Edited by Young Fabian chair Charlotte Norton and with contributions from Young Fabian members, the pamphlet contains chapters on the European economy, public finances, the state of social democracy in Europe, far-right extremism and predictions for the results of the European Parliamentary elections.
Key findings include:
∙ The EPP are predicted to lose seats though will, most likely, still return as the biggest parliamentary party in 2019, paving the way for Manfred Weber to become the European Commission President.
∙ Eurosceptic parties are expected to garner somewhere around 250 seats, compared to around 470 for pro-European parties and a further 30 or so seats that are unclear.
∙ The predicted outcome is for the left as a whole to gain a total of 35% of seats.
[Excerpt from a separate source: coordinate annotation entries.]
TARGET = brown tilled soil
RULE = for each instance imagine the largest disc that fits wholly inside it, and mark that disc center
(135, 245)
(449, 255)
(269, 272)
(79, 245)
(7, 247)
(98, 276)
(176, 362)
∙ The idea of a European minimum wage, set as a percentage of member-state income, is gaining traction across the left.
∙ Centre-left parties find their electoral coalitions squeezed by insurgent Greens and Eurosceptic parties strong in rural areas.
∙ Iberian success stories of Costa and Sanchez show that success can be achieved if the left has bold projects and is unafraid to build coalitions with parties of the radical left.
∙ Populism is challenging the established narrative that “portrays European integration as a modernisation project”.
∙ Support for far-right populist movements within Europe has stemmed partly from the exploitation of national and regional imagined communities and the citizens-elite gap.
This is an important study on the eve of the European Parliament elections, as the European electorate heads to the polls in the shadow of a populist wave. Our contributors have begun the vital work of highlighting how the centre-left can rebuild after a decade of difficult election results and how a radical programme can help combat the far-right threat.
In the conclusions of this research, we see the beginnings of a pan-European political sphere as democratic socialists and social democrats – the component elements of the Socialists and Democrats in the European Parliament - once again are at the forefront of the struggle against the likes of the Lega, ÖVP and the Brexit Party.
We see the role of the Young Fabians as part of the pan-European revival and re-invigoration of the left and are keen to contribute the ideas and talents of our members to this ambitious project. We are working with the Fabian Society, the Federation of European Progressive Studies, the Young European Socialists and other organisations to build a network that will, in turn, produce the radical policy that will help the left regain the trust of voters across Europe and once again be the torchbearers of the hopes of ordinary, working people.
I would like to thank everyone for their hard work on this project and look forward to analysing the results with the team in the months to come.”